Upon rescuing the Blessed Sacrament, Fr. Fournier paused for a moment in the middle of the Church and performed a benediction. “Here I am completely alone in the cathedral, in the middle of burning debris falling down from the ceiling, I call upon Jesus to help us save His home,” recounts Fr. Fournier. What an astonishing image! An image, indeed, that sums up what our response should be to the “spiritual conflagration” in the Church: i.e. a single-minded devotion to Christ truly present in the Blessed Sacrament, and a fearless resolve to stand fast and to hold to Christ in the midst of the destruction.

It is an astonishing to contemplate, that thanks to this fire, the whole world’s attention was fixated this Holy Week on the fate of Christ’s crown of thorns, and his sacramental present in the Eucharistic. Media outlets globally reported on the heroism of this priest in rescuing both, and their meaning for Catholics.

Pope Benedict’s letter, too, emphasized the necessity of a Eucharistic response to the crisis in the Church. “The declining participation in the Sunday Eucharistic celebration shows how little we Christians of today still know about appreciating the greatness of the gift that consists in His Real Presence,” he lamented. “The Eucharist is devalued into a mere ceremonial gesture when it is taken for granted that courtesy requires Him to be offered at family celebrations or on occasions such as weddings and funerals to all those invited for family reasons.”

Rather than attempting to rebuild the Church in our own image, Pope Benedict urged that “what is required first and foremost is the renewal of the Faith in the Reality of Jesus Christ given to us in the Blessed Sacrament.”

Pope Benedict also urged the faithful to find the hidden beauty present in the Church, in the form of the ordinary holiness of so many Catholics. “Yes, there is sin in the Church and evil,” he wrote. “But even today there is the Holy Church, which is indestructible.
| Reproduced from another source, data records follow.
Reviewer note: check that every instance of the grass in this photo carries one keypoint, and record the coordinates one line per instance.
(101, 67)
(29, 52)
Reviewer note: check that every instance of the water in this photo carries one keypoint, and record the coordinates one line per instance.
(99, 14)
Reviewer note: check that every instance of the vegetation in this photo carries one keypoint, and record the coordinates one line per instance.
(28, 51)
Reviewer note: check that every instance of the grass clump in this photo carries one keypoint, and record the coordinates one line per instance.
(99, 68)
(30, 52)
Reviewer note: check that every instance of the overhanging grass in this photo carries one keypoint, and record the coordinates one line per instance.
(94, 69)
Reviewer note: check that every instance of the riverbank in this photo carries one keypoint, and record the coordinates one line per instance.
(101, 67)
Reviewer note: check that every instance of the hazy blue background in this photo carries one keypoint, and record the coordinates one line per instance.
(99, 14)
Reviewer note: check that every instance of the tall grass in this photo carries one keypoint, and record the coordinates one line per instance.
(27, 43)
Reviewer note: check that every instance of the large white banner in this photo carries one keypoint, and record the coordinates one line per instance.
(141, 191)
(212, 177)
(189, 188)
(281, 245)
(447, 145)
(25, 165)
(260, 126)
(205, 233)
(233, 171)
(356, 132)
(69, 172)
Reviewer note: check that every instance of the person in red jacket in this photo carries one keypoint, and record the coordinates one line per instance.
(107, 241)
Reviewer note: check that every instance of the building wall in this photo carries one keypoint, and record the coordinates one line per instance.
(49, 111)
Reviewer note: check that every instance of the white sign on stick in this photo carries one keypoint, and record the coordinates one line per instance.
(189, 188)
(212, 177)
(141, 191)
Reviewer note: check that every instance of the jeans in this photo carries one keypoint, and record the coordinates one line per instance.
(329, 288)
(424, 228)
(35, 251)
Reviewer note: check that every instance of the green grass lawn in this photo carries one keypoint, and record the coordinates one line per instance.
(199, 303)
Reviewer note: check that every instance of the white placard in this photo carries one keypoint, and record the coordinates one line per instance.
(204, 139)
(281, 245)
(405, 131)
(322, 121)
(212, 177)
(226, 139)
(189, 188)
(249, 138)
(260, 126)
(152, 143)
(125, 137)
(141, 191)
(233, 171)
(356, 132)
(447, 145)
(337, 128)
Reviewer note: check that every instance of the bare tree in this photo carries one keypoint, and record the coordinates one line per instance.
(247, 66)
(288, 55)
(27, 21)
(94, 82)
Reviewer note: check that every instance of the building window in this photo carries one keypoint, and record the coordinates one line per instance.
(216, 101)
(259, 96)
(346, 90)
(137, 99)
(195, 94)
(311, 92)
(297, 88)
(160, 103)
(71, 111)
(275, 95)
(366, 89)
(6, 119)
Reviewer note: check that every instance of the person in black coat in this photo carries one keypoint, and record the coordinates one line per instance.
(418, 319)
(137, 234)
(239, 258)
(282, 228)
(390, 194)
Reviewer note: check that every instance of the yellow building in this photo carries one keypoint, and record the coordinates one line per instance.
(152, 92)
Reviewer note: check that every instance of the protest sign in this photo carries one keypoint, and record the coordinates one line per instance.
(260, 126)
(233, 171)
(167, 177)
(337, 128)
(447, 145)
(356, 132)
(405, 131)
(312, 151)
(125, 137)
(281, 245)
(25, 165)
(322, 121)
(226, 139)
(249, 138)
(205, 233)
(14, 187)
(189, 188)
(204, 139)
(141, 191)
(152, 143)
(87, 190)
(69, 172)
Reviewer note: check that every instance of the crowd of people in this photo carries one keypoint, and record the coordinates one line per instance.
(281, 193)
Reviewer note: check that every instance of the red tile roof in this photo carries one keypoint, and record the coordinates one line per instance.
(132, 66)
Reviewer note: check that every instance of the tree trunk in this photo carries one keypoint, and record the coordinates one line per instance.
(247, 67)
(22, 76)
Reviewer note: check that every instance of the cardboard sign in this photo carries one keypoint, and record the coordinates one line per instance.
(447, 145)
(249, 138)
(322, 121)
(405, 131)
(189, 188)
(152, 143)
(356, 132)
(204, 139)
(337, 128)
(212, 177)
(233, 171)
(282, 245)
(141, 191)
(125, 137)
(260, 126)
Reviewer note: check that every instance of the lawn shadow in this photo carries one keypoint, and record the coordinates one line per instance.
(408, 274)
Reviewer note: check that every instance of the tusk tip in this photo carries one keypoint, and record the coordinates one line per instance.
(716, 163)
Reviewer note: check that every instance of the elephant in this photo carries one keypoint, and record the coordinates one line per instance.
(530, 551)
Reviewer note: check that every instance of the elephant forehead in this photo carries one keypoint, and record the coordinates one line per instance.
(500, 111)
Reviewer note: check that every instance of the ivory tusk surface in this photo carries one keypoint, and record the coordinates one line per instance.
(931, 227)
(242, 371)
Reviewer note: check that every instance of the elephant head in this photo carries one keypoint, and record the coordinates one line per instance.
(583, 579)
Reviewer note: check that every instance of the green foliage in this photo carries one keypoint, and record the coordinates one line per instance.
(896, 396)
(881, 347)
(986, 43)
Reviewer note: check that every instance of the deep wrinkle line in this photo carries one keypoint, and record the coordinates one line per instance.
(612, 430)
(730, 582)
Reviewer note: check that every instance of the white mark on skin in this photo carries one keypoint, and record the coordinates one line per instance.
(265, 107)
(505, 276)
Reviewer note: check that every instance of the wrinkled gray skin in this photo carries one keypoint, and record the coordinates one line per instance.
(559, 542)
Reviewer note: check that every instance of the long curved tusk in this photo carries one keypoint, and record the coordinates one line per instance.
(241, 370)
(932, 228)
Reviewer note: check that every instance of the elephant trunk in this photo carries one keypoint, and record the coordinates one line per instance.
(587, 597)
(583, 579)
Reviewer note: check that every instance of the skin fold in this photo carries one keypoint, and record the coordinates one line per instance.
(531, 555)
Today there are many people who humbly believe, suffer and love, in whom the real God, the loving God, shows Himself to us. Today God also has His witnesses in the world. We just have to be vigilant in order to see and hear them.”

I will conclude with these powerful words by Fr. Fournier, that faithful and heroic Parisian priest. These words summarize what I wish to convey in this column, and indeed the whole Easter message. “We started Lent by imposing ashes and saying, ‘remember you are dust’, and truly this [fire] was a miniature Lent,” said Fr. Fournier. However, he added, “[T]he Cathedral went to ashes, not to disappear, but to emerge stronger, as we Christians are, after the Resurrection of our Lord Jesus-Christ.”

For Christ is risen! Indeed, He is risen!